Nel mio approfondimento “Partenope: Il Canto che si fece Pietra“, ho esplorato come il mito della fondazione non sia solo un racconto poetico, ma una realtà impressa nel tufo della città. Il tuffo suicida della Sirena, rifiutata da Ulisse, non è una fine, ma un atto generativo. Come ricorda l’opera site-specific di Francisco Bosoletti nell’atrio del museo, il corpo di Partenope si dissolve tra le onde per ricomporsi nella morfologia stessa del golfo.
Questa mostra ha il pregio di unire i puntini tra l’archeologia più rigorosa — con oltre 250 opere provenienti da tutto il mondo — e la sensibilità contemporanea. Vedere i reperti dell’antico promontorio di Pizzofalcone accanto alla street art significa capire che Napoli non ha “avuto” una storia, ma è un organismo vivo che continua a riscrivere il proprio mito.

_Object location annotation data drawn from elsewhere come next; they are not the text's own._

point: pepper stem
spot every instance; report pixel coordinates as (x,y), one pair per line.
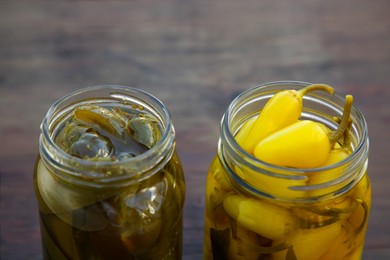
(313,87)
(335,135)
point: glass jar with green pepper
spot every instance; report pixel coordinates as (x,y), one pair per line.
(289,180)
(108,180)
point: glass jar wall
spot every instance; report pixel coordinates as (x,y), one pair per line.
(256,210)
(108,180)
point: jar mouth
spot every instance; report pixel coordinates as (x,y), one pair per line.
(106,94)
(241,109)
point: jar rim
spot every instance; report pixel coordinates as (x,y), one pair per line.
(229,144)
(118,93)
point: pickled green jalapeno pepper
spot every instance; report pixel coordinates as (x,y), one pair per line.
(302,192)
(108,180)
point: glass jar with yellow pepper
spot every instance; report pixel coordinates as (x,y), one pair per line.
(289,179)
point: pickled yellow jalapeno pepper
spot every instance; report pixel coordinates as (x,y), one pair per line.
(304,144)
(300,189)
(283,109)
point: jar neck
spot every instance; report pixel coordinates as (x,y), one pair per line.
(292,183)
(106,173)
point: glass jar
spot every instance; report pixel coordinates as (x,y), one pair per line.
(256,210)
(122,206)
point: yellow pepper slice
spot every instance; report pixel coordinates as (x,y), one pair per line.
(310,243)
(268,220)
(283,109)
(304,144)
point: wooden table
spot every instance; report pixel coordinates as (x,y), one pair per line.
(196,56)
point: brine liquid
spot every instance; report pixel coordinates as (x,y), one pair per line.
(63,241)
(326,230)
(141,222)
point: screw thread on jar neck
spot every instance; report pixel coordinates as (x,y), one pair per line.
(259,178)
(103,173)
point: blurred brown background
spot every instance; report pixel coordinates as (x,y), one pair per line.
(196,56)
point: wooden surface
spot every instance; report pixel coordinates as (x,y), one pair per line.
(195,56)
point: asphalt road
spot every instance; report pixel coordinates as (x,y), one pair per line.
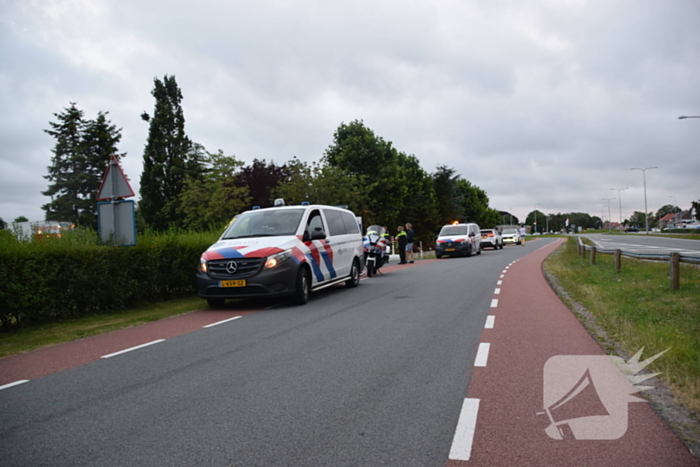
(369,376)
(646,243)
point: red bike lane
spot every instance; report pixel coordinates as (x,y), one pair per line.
(530,324)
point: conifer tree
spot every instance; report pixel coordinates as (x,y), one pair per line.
(168,159)
(80,156)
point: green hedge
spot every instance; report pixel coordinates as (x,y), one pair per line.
(55,279)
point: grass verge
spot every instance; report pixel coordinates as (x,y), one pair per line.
(42,335)
(636,308)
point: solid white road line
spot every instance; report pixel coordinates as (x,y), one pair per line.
(461,448)
(16,383)
(132,348)
(221,322)
(482,355)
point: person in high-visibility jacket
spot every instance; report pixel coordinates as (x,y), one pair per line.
(402,239)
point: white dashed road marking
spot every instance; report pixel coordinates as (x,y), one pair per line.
(482,355)
(461,448)
(221,322)
(133,348)
(16,383)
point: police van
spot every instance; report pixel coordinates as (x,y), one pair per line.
(282,251)
(458,240)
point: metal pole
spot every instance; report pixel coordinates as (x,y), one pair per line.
(609,223)
(644,177)
(619,191)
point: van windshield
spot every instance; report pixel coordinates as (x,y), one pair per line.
(454,230)
(264,223)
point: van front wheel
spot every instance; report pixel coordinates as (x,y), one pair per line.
(303,289)
(354,280)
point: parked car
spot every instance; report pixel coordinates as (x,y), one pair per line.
(492,238)
(512,236)
(458,240)
(286,251)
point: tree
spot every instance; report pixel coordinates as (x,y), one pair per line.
(214,198)
(81,154)
(261,180)
(169,157)
(448,200)
(668,209)
(320,183)
(357,151)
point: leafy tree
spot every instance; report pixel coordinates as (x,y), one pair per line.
(475,205)
(507,218)
(81,154)
(214,198)
(320,183)
(448,200)
(668,209)
(638,219)
(261,180)
(357,151)
(169,157)
(419,207)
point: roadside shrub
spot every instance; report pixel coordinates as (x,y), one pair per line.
(60,278)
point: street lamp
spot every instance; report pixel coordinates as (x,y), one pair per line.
(608,200)
(644,176)
(619,199)
(675,211)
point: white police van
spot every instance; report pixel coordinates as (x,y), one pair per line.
(458,240)
(282,251)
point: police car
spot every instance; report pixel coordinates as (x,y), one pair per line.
(283,251)
(458,240)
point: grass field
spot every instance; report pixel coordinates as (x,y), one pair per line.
(42,335)
(637,309)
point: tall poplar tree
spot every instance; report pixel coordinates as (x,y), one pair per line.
(169,157)
(80,156)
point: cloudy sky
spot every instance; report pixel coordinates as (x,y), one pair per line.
(542,103)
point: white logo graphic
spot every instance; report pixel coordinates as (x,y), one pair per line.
(586,396)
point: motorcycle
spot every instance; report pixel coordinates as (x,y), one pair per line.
(375,244)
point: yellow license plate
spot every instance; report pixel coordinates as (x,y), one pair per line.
(237,283)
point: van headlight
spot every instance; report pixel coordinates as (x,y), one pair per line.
(275,260)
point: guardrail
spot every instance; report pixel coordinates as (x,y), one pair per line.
(674,259)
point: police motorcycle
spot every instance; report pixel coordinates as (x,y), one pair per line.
(375,243)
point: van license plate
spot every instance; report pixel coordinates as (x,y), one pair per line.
(237,283)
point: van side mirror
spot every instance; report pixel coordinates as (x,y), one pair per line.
(318,234)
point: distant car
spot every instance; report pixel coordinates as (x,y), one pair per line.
(458,240)
(511,236)
(491,238)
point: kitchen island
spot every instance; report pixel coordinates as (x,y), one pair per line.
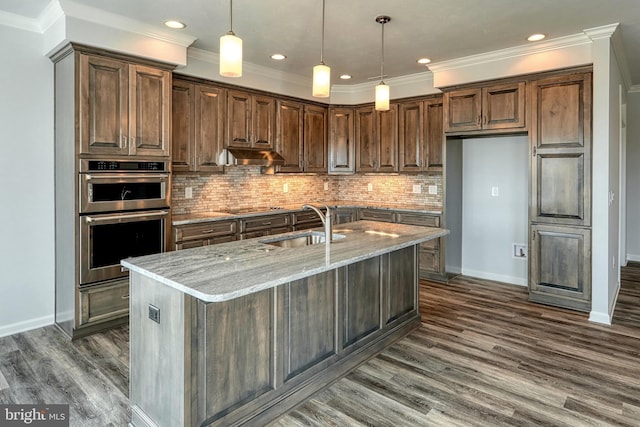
(241,332)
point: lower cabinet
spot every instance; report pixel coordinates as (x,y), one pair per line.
(106,302)
(560,266)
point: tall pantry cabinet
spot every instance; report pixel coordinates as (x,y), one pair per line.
(560,215)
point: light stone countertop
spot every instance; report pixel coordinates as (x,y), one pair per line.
(194,218)
(230,270)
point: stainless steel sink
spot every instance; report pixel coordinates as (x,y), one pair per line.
(300,240)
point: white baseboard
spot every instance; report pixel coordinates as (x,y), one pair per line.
(26,325)
(495,277)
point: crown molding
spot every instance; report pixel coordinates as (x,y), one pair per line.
(119,22)
(511,53)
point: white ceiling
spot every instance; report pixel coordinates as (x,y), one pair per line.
(439,29)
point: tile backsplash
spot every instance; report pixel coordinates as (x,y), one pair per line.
(245,187)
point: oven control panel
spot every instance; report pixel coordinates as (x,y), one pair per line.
(123,166)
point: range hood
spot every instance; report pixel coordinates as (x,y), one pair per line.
(247,156)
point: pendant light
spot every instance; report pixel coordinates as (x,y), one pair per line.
(382,90)
(321,72)
(230,51)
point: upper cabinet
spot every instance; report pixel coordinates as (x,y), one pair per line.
(251,120)
(487,108)
(315,139)
(342,150)
(561,150)
(124,108)
(377,139)
(289,135)
(198,113)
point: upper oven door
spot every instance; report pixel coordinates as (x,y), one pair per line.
(109,192)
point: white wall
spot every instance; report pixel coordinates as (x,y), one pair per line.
(492,224)
(26,174)
(633,176)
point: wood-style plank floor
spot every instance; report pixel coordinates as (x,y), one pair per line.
(484,356)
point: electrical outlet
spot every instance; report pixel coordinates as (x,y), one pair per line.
(519,251)
(154,313)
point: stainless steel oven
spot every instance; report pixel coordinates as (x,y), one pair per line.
(109,186)
(105,239)
(124,212)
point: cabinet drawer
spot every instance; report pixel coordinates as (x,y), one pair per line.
(104,302)
(263,222)
(418,219)
(204,230)
(376,215)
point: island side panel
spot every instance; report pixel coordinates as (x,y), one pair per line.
(236,353)
(309,322)
(158,354)
(401,277)
(362,303)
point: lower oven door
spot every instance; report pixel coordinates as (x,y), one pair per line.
(108,238)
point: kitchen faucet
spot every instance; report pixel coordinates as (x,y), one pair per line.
(326,221)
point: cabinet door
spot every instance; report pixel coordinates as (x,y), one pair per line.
(433,134)
(462,110)
(289,135)
(209,128)
(387,139)
(315,139)
(365,140)
(263,122)
(182,138)
(410,138)
(561,152)
(150,100)
(104,106)
(238,119)
(503,106)
(342,143)
(560,267)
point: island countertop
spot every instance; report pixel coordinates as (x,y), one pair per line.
(230,270)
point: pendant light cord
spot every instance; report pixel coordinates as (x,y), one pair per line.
(322,44)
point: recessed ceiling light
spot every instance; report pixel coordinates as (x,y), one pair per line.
(536,37)
(177,25)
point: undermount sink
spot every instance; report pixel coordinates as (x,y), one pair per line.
(299,240)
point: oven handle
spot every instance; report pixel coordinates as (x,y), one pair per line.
(161,177)
(123,216)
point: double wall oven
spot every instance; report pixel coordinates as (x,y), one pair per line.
(124,212)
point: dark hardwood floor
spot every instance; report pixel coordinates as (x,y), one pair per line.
(484,356)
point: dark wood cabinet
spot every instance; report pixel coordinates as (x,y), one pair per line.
(251,120)
(315,139)
(493,107)
(125,108)
(289,135)
(561,150)
(560,215)
(377,139)
(342,142)
(560,272)
(197,127)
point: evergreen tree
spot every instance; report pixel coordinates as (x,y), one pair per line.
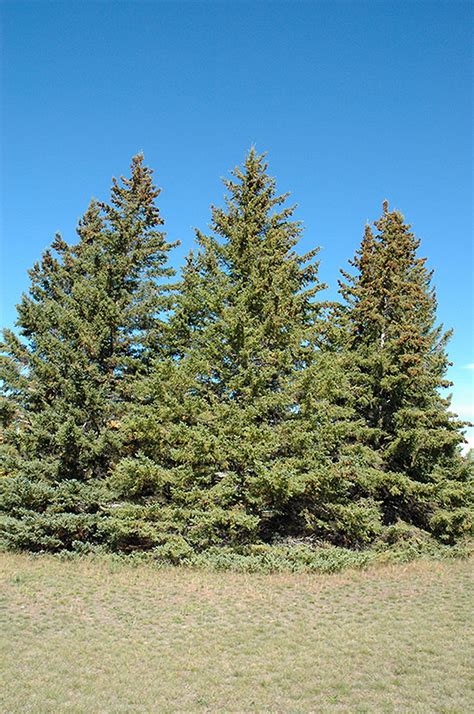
(235,439)
(85,330)
(397,360)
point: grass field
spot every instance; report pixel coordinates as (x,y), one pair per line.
(89,636)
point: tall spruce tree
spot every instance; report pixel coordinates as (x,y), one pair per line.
(235,438)
(88,326)
(397,359)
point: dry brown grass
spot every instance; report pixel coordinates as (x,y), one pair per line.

Un’esperienza per tutti i sensi
Ciò che rende la mostra su Parthenope un evento unico nel panorama museale contemporaneo è lo sforzo del MANN nel superare il concetto tradizionale di “esposizione di reperti”. Il museo ha integrato un apparato multimediale di ultima generazione che trasforma la visita in un’esperienza multisensoriale. Non ci si limita a osservare le oltre 250 opere; grazie a proiezioni immersive e installazioni sonore, il visitatore viene letteralmente avvolto dai racconti mitici e dai suoni che evocano l’antico Mediterraneo.
Particolarmente innovativo è il coinvolgimento diretto della tecnologia per rendere accessibile l’archeologia: i recenti scavi della metropolitana, ad esempio, vengono raccontati attraverso ricostruzioni digitali che permettono di visualizzare la Napoli dell’VIII secolo a.C. esattamente dove sorgeva. Questo connubio tra il rigore scientifico del comitato multidisciplinare e i nuovi linguaggi audiovisivi — inclusa l’opera site-specific di Francisco Bosoletti che fonde pittura classica e street art — dimostra come il MANN stia ridefinendo il ruolo del museo: non più solo custode del passato, ma laboratorio creativo capace di far dialogare l’antico con la sensibilità del futuro.
Napoli è una città che nasce da un fallimento amoroso trasformato in trionfo eterno. Visitare questa mostra significa guardare negli occhi quella Sirena che, da millenni, continua a cantare per noi, ricordandoci che le nostre radici affondano in un mare profondo, dove il mito e la pietra sono la stessa cosa.
Info utili:

- Dove: MANN – Museo Archeologico Nazionale di Napoli (Terzo Piano).
- Quando: Fino al 6 luglio 2026.
- Accessibilità: Completa, tramite ascensori.
- Curiosità: Non perdete l’opera di Bosoletti nell’atrio, un omaggio contemporaneo al mito fondativo.